W streszczeniu słynnej już (mimo iż jeszcze nie zdążyła zacząć być sprzedawana) redagowanej przez Barbarę Engelking i Jana Grabowskiego książki „Dalej jest noc” (idzie o próbę oszacowania, ilu uciekających z prowincjonalnych gett Żydów zostało zamordowanych przez Polaków) Anna Bikont pisze w „Wyborczej”:
„W powiecie bielskim, jak ustaliła Engelking, najlepiej było szukać pomocy u mieszkańców dawnych szlacheckich zaścianków, to oni uratowali ponad 70 procent ukrywających się. Więcej by ich przeżyło, gdyby tam szukali schronienia, tyle że Żydzi nie mieli pojęcia, że w ich okolicach są dwa rodzaje wsi.”
To jest passus zdumiewający podwójnie.
Po pierwsze dlatego, że każdy kto wie coś o tych terenach zdaje sobie sprawę z tego, że właśnie zaścianki były polityczną twierdzą endecji, a wręcz ONR. Polską i katolicką wieś nieszlachecką te poglądy ogarnęły w znacząco mniejszej mierze. Jeśli więc istotnie to prości rolnicy pochodzenia szlacheckiego uratowali aż 70 procent ocalałych Żydów, to jest to przede wszystkim paradoksalne. A poza tym oznaczałoby to, iż polski patriotyzm – nawet ten naznaczony przez nacjonalizm – stwarzał dla (po prostu ludzkiego) odruchu ratowania drugiego człowieka podłoże, płaszczyznę znacznie bardziej sprzyjającą, niż ta istniejąca na wsiach, kulturowo nawet i katolickich, i etnicznie polskich, ale dopiero docierających wówczas do politycznej polskości.

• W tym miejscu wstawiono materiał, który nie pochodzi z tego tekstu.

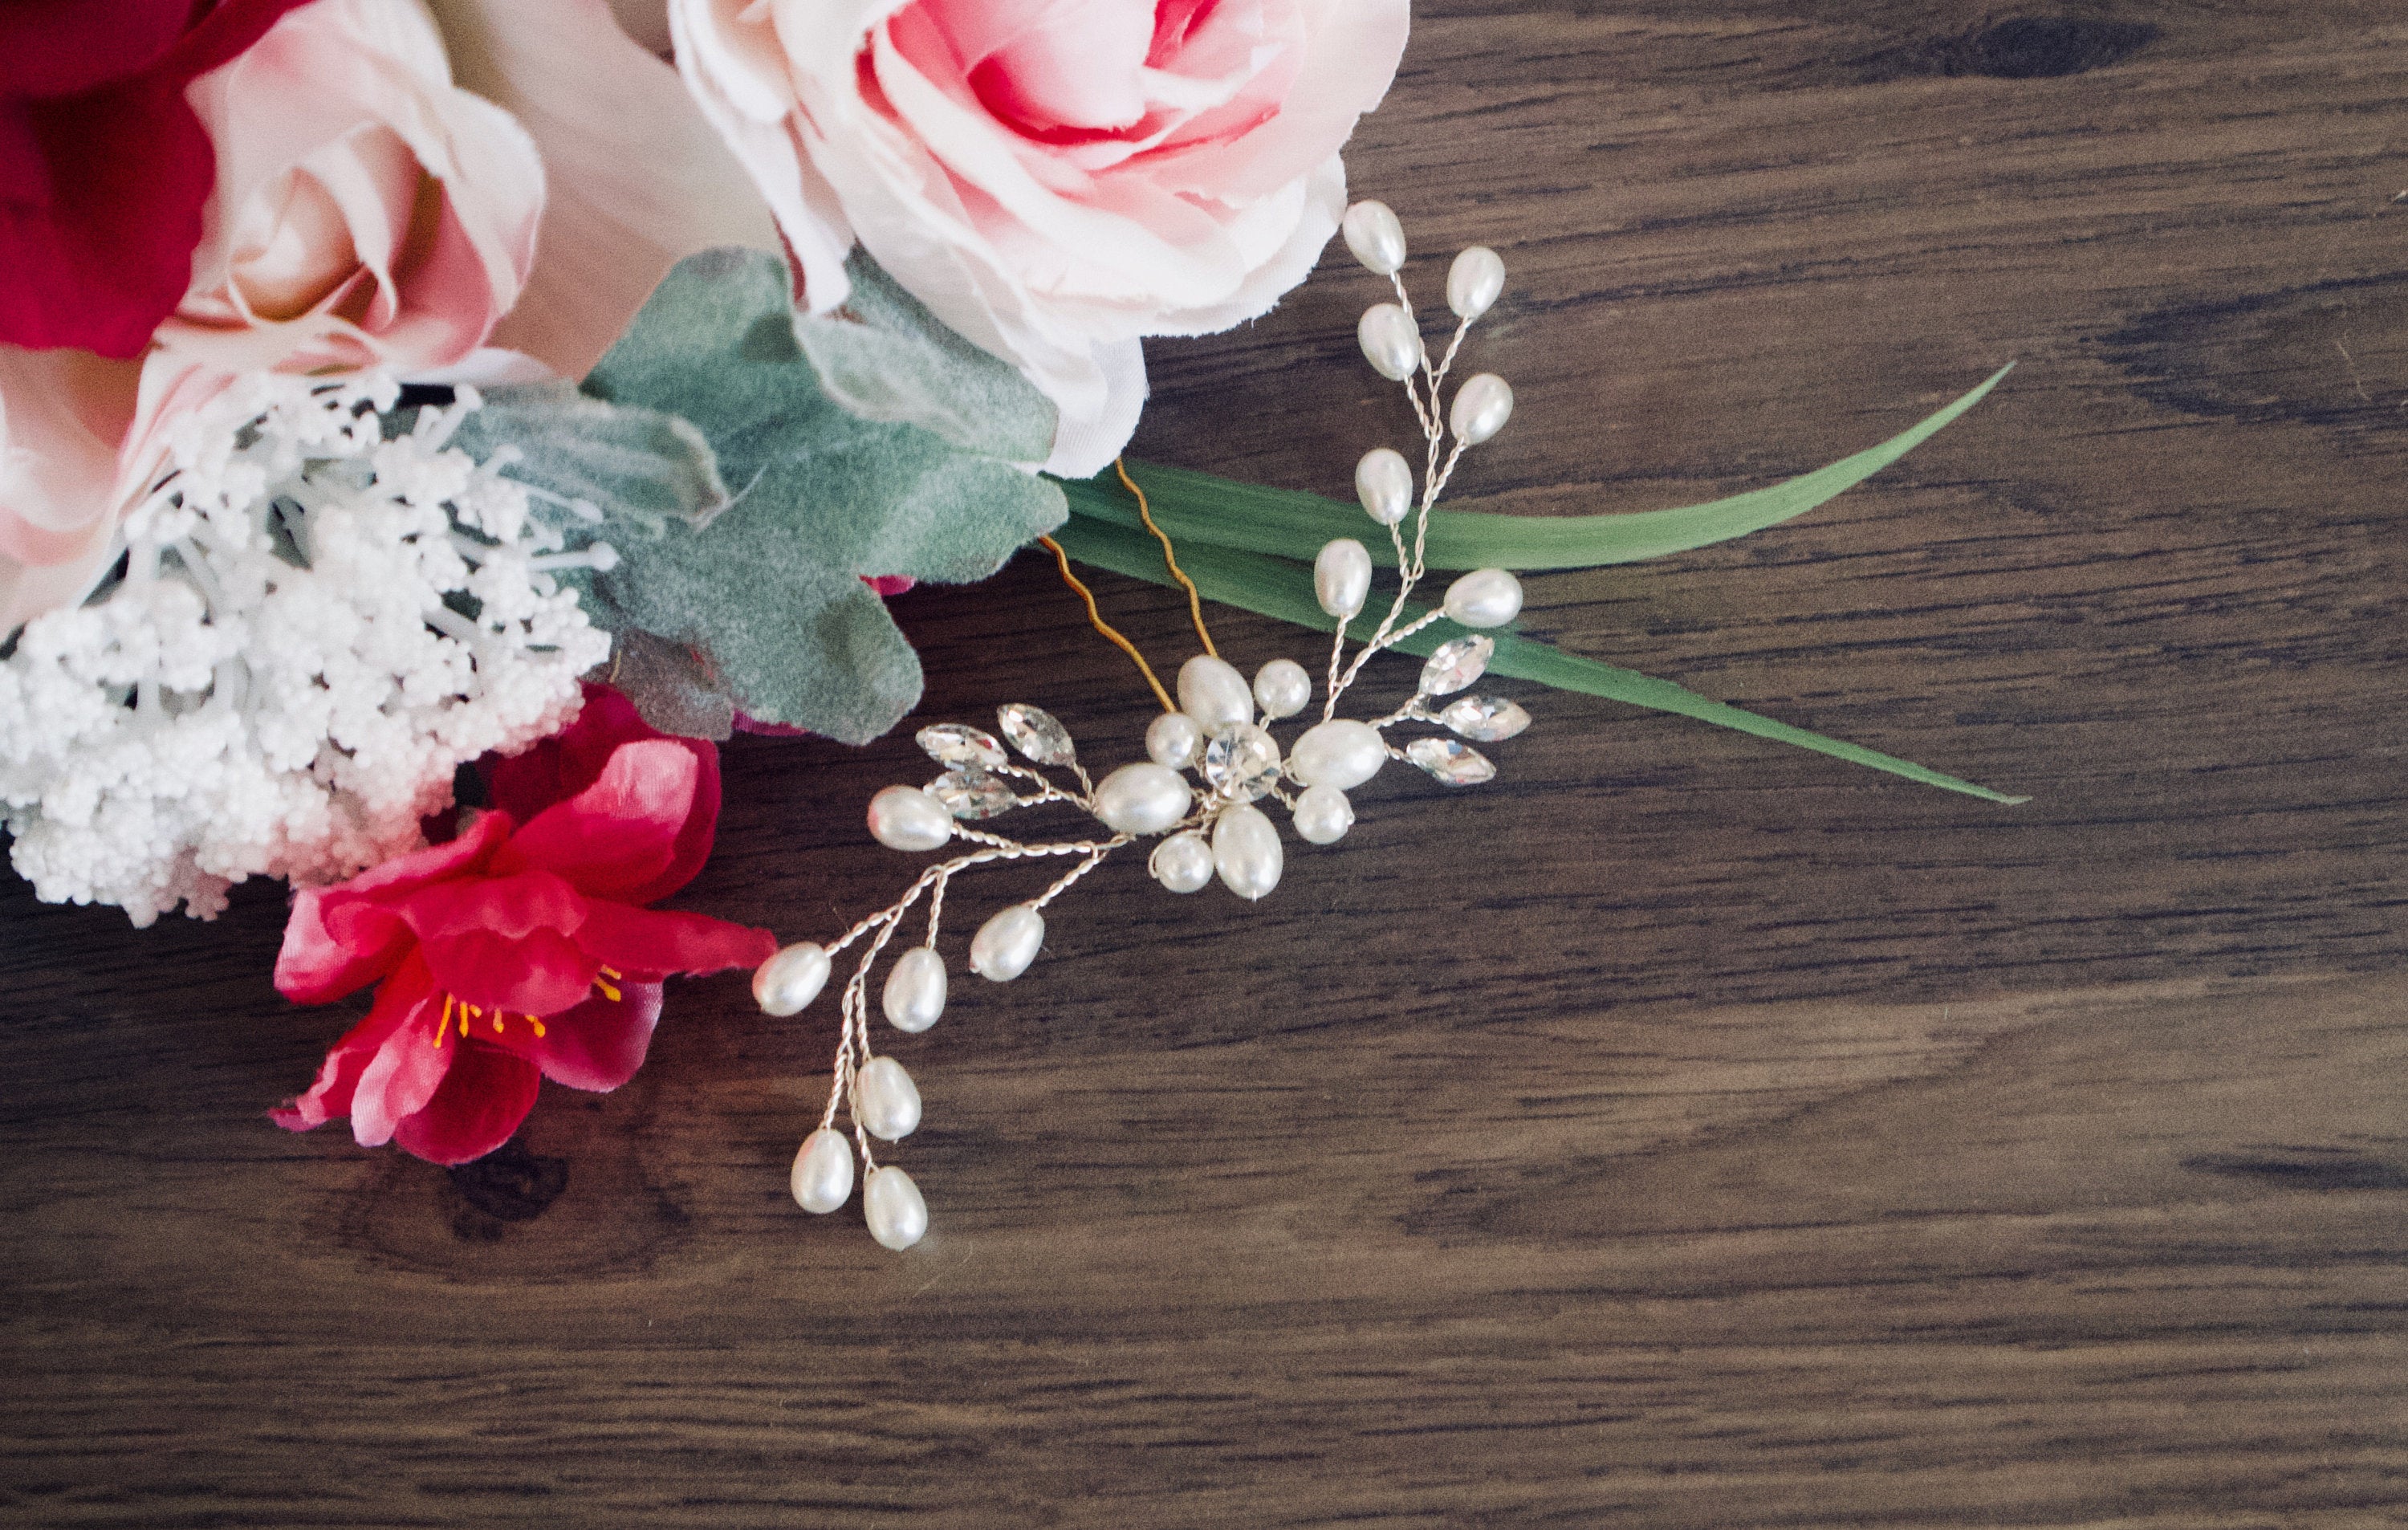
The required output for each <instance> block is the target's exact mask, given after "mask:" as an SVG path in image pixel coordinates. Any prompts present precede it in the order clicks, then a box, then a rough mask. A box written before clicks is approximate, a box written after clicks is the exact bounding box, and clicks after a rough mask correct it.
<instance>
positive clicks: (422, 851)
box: [277, 812, 510, 1005]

Zaś po drugie – biorąc pod uwagę, iż fakt podziału na wsie szlacheckie i chłopskie jest w tych okolicach czymś zupełnie podstawowy, to że, jak pisze Bikont miejscowi Żydzi nie mieli o tym pojęcia dowodzi, iż stopień ich wyobcowania z lokalnych społeczności był jeszcze większy, niż wielu dotąd sądziło. Oznacza to, że mieszkańcy sztetłów, tychże sztetłów nagle pozbawieni, byli jak kosmici, nagle zrzuceni na Ziemię. I niezależnie od stopnia antysemityzmu lub braku empatii okolicznej ludności polskiej, musiało to stanowić bardzo zasadniczy element, nie sprzyjający ich ocaleniu.
Co oczywiście nikogo nie usprawiedliwia, ale wiele tłumaczy.